ADDRESS OF JOHN PAUL II
Saturday, 13 November 2004
Dear Friends of the Christian Office for the Disabled,
1. I am pleased to welcome you here with your Foundress, Marie-Hélène Mathieu, on the occasion of the pilgrimage you are making to celebrate the 40th anniversary of your association. I would like to give thanks with you for your work with disabled persons and their families that demonstrates the incomparable value of every life.
Through your attention to people afflicted with a disability, you remind our contemporaries that people cannot be reduced to their aptitude or financial status, but are God's creatures whom he loves for their own sake and not for what they do.
My affectionate prayers also reach out to their parents and to everyone who accepts to welcome a disabled person. I know of the sacrifices that this involves but I also know the joy of seeing happiness on the face of a disabled person and the affection that the disabled show to those who care for them.
2. Your activity is both a service and a genuine mission for the promotion of the human person and the defence of each one's dignity. This is clear from the theme of your pilgrimage: You have chosen us to serve in your presence. You carry out in the heart of the Church a meritorious service of charity, tenderness and compassion among the disabled and their families who have "put on the face of Christ", as St Gregory of Nyssa says of all the poor (cf. Love of the Poor).
You are one of the signs of the solidarity that the entire Christian community shows to those who are injured in body and in mind; you are also a reminder that Christ came to give life in abundance to every man and woman and to reveal to us that salvation is for everyone, as he proclaimed in the Synagogue at Nazareth (cf. Lk 4: 14-21). As the Second Vatican Council aptly stressed: "The spirit of poverty and charity is the glory and witness of the Church of Christ" (Gaudium et Spes, n. 88).

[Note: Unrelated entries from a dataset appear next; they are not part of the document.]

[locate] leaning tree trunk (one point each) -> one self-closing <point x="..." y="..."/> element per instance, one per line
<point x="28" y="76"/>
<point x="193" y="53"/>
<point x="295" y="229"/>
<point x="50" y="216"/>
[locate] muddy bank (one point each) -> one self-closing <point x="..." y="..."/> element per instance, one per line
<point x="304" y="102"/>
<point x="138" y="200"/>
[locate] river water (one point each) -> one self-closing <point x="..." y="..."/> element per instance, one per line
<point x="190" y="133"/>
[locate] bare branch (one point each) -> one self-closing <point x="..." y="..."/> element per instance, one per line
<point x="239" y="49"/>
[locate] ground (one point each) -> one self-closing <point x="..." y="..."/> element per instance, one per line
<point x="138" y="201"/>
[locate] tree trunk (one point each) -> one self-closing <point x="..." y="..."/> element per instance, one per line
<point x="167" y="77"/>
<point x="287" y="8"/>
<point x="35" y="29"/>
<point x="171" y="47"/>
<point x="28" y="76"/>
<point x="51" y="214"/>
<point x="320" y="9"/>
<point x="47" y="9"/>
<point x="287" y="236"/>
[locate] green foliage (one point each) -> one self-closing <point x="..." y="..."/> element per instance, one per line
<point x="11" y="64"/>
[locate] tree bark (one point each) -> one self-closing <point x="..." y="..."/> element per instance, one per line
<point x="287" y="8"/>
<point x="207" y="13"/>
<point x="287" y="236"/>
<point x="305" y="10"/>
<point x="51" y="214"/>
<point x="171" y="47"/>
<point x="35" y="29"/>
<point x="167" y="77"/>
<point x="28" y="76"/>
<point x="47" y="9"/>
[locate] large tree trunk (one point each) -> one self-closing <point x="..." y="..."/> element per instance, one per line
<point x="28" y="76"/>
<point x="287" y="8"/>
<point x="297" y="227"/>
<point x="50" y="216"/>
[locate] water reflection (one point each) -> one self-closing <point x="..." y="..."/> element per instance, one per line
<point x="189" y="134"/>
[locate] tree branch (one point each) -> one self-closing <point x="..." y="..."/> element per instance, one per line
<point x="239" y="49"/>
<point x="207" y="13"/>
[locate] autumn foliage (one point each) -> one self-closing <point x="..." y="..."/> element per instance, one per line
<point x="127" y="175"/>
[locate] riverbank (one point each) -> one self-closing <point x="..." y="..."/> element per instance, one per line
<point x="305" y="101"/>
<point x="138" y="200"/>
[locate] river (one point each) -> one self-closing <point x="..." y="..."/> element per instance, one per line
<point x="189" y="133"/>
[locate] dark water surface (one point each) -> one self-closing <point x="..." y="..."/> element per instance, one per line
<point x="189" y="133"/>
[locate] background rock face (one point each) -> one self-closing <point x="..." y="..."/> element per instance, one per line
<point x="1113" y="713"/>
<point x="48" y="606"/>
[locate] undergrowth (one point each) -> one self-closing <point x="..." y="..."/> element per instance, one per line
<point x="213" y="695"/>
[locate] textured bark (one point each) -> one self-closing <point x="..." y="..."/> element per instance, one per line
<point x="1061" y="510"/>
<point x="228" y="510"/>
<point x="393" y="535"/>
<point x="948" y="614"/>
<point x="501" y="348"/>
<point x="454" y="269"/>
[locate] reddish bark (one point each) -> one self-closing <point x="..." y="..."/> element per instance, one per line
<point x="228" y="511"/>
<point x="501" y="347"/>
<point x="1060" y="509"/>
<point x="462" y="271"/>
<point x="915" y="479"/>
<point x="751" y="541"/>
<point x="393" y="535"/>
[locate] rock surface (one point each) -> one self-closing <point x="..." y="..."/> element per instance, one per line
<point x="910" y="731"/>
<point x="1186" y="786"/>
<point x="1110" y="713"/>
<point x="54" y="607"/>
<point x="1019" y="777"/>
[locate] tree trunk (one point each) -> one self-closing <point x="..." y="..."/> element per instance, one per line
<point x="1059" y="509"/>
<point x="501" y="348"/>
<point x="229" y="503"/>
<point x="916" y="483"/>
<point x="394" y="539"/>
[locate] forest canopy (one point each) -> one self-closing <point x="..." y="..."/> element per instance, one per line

3. Your presence invites me to make another pressing appeal to all people of good will, particularly those with a role in the government or legislation, to alert their consciences and humanity. I appeal for the protection of every human life, especially the lives of the frailest, lowliest and poorest; and also for an end to all acts whose aim is to eliminate defenceless unborn children, for by so doing man makes himself the master of life. To scorn the life of little ones is, in a certain way, to scorn our own humanity, for we are bound by the same brotherhood and the same solidarity.
As I ask Our Lady of Lourdes to sustain you in your mission, I impart an affectionate Apostolic Blessing to you and to all the members of the Office Chrétien des Handicapés, to their families and to all who are involved in your activity.